The Paramount Theater (Getty Images)As the film portion of Austin's sprawling South By Southwest festival winds down, check out five films that people will be talking about:
"Spring Breakers" -- Former Disney stars Vanessa Hudgens and Selena Gomez, along with Ashley Benson and Rachel Korine, break bad as bored, hedonistic college students. When they learn that they don't have enough money to go on vacation, they simply rob a coffee shop -- and Presto! It's spring break time. After partying harder than Andrew W.K., they fall in with a sleazy rapper/would-be drug kingpin Alien, played with relish by James Franco, who pulls the girls deeper and deeper into the crime underworld. Sure, director Harmony Korine's tendency to let the camera linger on his stars' lithe, bikinied body feels more than a little creepy, but he has a genius for creating pungently bizarre images. Case in point: Franco's beachside serenade to Britney Spears's "Everytime" as the girls, clad only in bikinis and pink ski masks, dance while clutching AK-47s. It plays like some insane mash-up of a K-Fed video and "Red Detachment of Women." I still haven't figured out if "Spring Breakers" is exploitative garbage or brilliant. Perhaps it's brilliant exploitative garbage. It is definitely, however, lurid, ridiculous, and frequently hilarious.

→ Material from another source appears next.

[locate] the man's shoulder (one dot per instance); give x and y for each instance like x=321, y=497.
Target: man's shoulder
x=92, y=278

"Upstream Color" -- If David Cronenberg and Terrence Malick ever got together and made a movie, it might look something like "Upstream Color." Shane Carruth, who wrote, directed, edited, sound edited, starred in, and mostly likely catered this film, creates a world that is maddeningly opaque yet completely compelling. This is not a flick that is easily summarized, but it centers on Kris (Amy Seimetz), a woman who after suffering a devastating, if baffling, crime finds herself seeking safety and comfort in the equally damaged Jeff (Carruth). But that description leaves out the worms -- which petty thugs use to create some kind of mind-controlling drug. And there's the menacing bloom of blue organisms. And then there's that pig farmer -- who in this world may or may not be God. If you found "Inception" a little too weird, give it a miss. But folks who like enigmatic, thought-provoking, and original movies, this flick is for you.

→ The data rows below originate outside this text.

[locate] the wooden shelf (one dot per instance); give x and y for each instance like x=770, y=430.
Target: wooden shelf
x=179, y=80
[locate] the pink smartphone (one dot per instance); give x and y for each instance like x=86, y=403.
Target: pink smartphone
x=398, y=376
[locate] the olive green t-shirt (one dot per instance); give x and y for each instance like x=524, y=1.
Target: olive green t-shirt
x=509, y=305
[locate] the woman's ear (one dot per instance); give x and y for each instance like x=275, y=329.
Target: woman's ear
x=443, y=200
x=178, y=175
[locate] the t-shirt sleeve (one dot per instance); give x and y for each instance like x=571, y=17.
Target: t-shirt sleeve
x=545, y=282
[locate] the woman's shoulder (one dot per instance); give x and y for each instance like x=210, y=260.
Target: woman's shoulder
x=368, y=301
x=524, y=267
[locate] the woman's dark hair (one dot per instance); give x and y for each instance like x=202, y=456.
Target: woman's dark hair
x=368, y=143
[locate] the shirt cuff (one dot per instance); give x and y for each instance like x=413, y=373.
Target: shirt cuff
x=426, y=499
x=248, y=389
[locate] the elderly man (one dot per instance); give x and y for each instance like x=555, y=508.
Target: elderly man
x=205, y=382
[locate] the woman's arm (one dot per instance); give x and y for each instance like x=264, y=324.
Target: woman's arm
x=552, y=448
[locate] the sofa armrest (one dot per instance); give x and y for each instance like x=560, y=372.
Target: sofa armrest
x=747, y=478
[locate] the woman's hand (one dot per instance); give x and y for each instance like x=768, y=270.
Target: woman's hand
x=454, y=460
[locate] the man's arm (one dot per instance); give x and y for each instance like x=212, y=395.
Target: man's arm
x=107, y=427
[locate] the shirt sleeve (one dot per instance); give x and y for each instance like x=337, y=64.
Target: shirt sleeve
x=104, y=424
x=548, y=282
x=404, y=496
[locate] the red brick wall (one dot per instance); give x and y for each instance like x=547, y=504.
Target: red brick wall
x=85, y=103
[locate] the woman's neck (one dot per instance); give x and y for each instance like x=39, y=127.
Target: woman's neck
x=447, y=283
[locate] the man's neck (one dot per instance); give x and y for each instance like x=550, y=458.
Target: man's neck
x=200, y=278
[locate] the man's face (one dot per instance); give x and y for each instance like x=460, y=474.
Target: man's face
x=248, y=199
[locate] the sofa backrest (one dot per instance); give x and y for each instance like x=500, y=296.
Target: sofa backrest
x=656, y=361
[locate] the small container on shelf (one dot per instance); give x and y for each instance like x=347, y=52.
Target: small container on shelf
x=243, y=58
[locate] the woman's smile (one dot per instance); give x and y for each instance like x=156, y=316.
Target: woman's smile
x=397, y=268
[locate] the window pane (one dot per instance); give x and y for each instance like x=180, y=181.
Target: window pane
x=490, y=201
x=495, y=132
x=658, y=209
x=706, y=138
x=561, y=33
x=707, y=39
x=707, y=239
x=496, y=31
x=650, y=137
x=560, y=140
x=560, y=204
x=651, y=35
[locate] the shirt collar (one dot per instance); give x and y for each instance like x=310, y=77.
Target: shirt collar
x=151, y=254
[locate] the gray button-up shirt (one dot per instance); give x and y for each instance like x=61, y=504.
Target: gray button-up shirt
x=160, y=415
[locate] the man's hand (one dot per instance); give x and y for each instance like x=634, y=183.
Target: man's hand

"Mud" -- Jeff Nichols's last movie, "Take Shelter," blew just about everyone away with its deft mixture of drama, dread, and psychological acuity. For his follow-up, Nichols goes bigger with a coming-of-age story set along the riverways of southern Arkansas. Ellis (Tye Sheridan) and Neckbone (Jacob Lofland) are teenage buddies who stumble upon Mud (Matthew McConaughey), a fugitive huckster desperate to get back with the love of his life, Juniper (Reese Witherspoon). Hoping to make sense of his parents' failing marriage, Ellis pushes heaven and earth to unite the two, in spite of a fearsome band of vengeful Texans, only to learn that adult romance is often confusing, flawed, and irrational. McConaughey is terrific as a semiferal fool for love, and the young Sheridan more than holds his own against a talented, seasoned cast. Watch for this movie during awards season.
"Drinking Buddies" -- Joe Swanberg, one of the doyens of the mumblecore movement, gets a budget and some name actors. Kate (Olivia Wilde) and Luke (Jake Johnson) are two frequently drunk hipsters working at a Chicago craft brewery whose comradely japes and jokes are edged with more than a little sexual tension. Yet after a double date off in a remote cabin, the two start sliding from being just workmates toward being workmates with benefits. Swanberg has his actors improvise everything, and as a result he gets some subtle, rarely captured emotional shadings. This flick might be painted on a small canvas, but it's still a treat.
"Don Jon" -- Think "Saturday Night Fever" meets "Shame" meets "500 Days of Summer." Joseph Gordon-Levitt plays a porn-addicted, ultramacho Jersey meathead whose highest goal in life is to score with a perfect 10. Yet when he meets that girl (Scarlett Johansson) -- he discovers that's he's not happy. While he's still obsessed with porn's unrealistic fantasies, his lady is equally obsessed with the unrealistic fantasies of romantic comedies. Though "Don Jon," which Gordon-Levitt also wrote and directed, might be categorized as a rom-com, it's really a sly critique of that tired genre and the rigid gender roles that they demand. It's also surprisingly sweet and entertaining.